Electrons do magically decide not to flow as well over some cut and spliced wire connections. Their magic decision is measurable, in the form of added Resistance.

Some people would be enraged if you cut the wires of their new Escalade just to install an aftermarket sub. Especially without consulting with them first about what the various options might be.


----------



## Dutch1 (Mar 6, 2018)

Hi DECHman, 

Which plug/wires under the cupholder did you cut? I know it's an old thread but I'm hoping you recall. I have a 2010 Esc ESV and the ANC is causing mad lowend feedback. 

Sounds great until I close the doors and activate the ANC.

Thank you in advance!


----------



## 12esv caddy (Sep 25, 2021)

Can someone PLEASE ***** a picture of what wires to cut/unplug from under the center console? I have a 12 Escalade and having the same issue with horrible feedback from the new sub when doors are closed.


----------



## SSinstaller (May 19, 2021)

12esv caddy said:


> Can someone PLEASE *** a picture of what wires to cut/unplug from under the center console?

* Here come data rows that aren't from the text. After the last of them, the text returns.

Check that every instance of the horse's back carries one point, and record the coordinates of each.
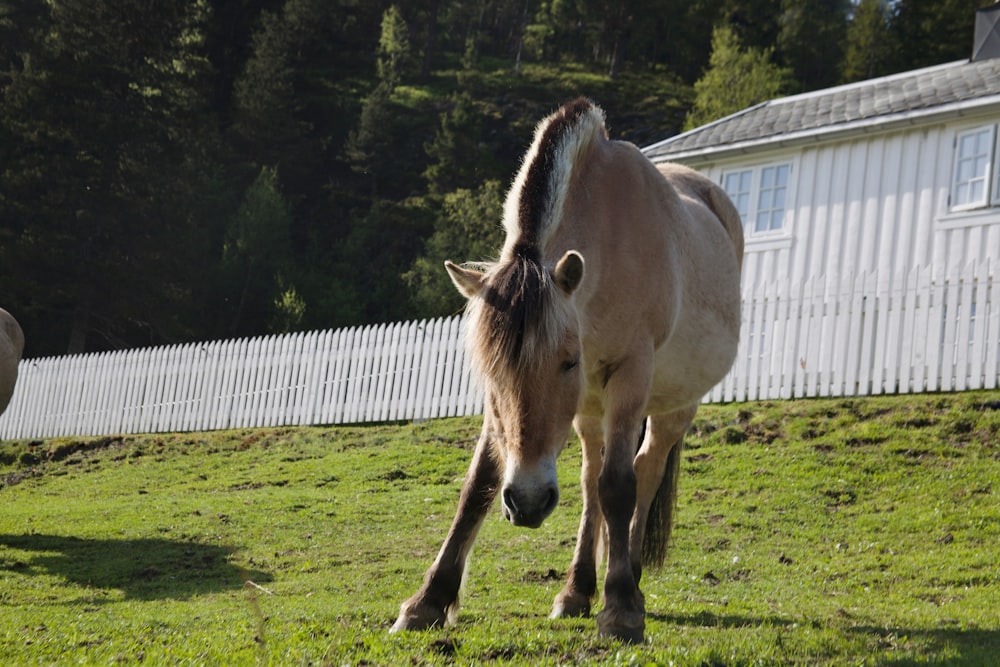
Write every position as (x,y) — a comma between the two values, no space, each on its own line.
(699,187)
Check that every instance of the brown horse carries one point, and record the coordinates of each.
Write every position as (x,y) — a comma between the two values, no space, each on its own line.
(616,296)
(11,348)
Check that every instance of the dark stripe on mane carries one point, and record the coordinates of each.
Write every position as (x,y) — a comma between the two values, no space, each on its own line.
(516,299)
(535,190)
(515,322)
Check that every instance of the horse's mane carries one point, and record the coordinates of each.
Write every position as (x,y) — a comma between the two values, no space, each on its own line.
(517,320)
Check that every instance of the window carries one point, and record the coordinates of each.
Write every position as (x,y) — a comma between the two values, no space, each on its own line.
(973,175)
(760,195)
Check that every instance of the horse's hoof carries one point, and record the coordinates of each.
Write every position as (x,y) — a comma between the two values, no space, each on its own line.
(569,605)
(417,616)
(626,626)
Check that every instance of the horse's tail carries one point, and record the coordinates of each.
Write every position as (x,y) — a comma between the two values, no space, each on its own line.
(660,520)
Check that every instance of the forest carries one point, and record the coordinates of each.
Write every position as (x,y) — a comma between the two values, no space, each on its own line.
(179,170)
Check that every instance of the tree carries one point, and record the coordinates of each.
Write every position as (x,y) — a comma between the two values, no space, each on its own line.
(393,49)
(256,256)
(468,230)
(105,124)
(811,40)
(932,32)
(736,78)
(457,152)
(868,50)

I have a 12 Escalade and having the same issue with horrible feedback from the new sub when doors are closed.


This is the Anc schematic for the 12 escalade, usually disconecting just the rpm signal wires will stop the thumping.


----------



## clange2485 (Dec 10, 2020)

I had the same issue in my sierra, this took care of it. Not sure if it’ll work for a 12.









Factory Bose ANC Bypass for 2013-2023 GM/GMC/Cadillac


Installing a subwoofer/s into your vehicle that has a Bose AMP or a Factory AMP will be a challenge with the Active Noise Cancelation the vehicle has built it. The ANC module in these vehicles not only controls the ANC microphones but they also carry data, leaving it unplugged can cause issues...




lljcustoms.com


----------



## abizzle (Jul 13, 2021)

Have y’all looked into any of the Axxess AXDSP-X or AXDSP-L solutions? I have an Axxess AXDSPX-MST1 interface for sale in the classifieds and it works for 2015-2018 Escalades with Bose. What RPO codes do you have? This interface connects to the GM MOST bus and allows you to tune out all of the factory sound processing.

If my kit won’t work for you Axxess has a couple of other GM interfaces that work the same way.


----------



## StarBoyWave (Dec 30, 2021)

Thank you for this! It’s been driving me absolutely insane. I was beginning to think it was just my imagination


----------



## abizzle (Jul 13, 2021)

StarBoyWave said:


> Thank you for this! It’s been driving me absolutely insane. I was beginning to think it was just my imagination


It’s been a few months since I made my post and I have some additional info, as it relates to the Axxess solutions, that would probably be helpful. Let me know if you’re interested and I can send you a PM.


----------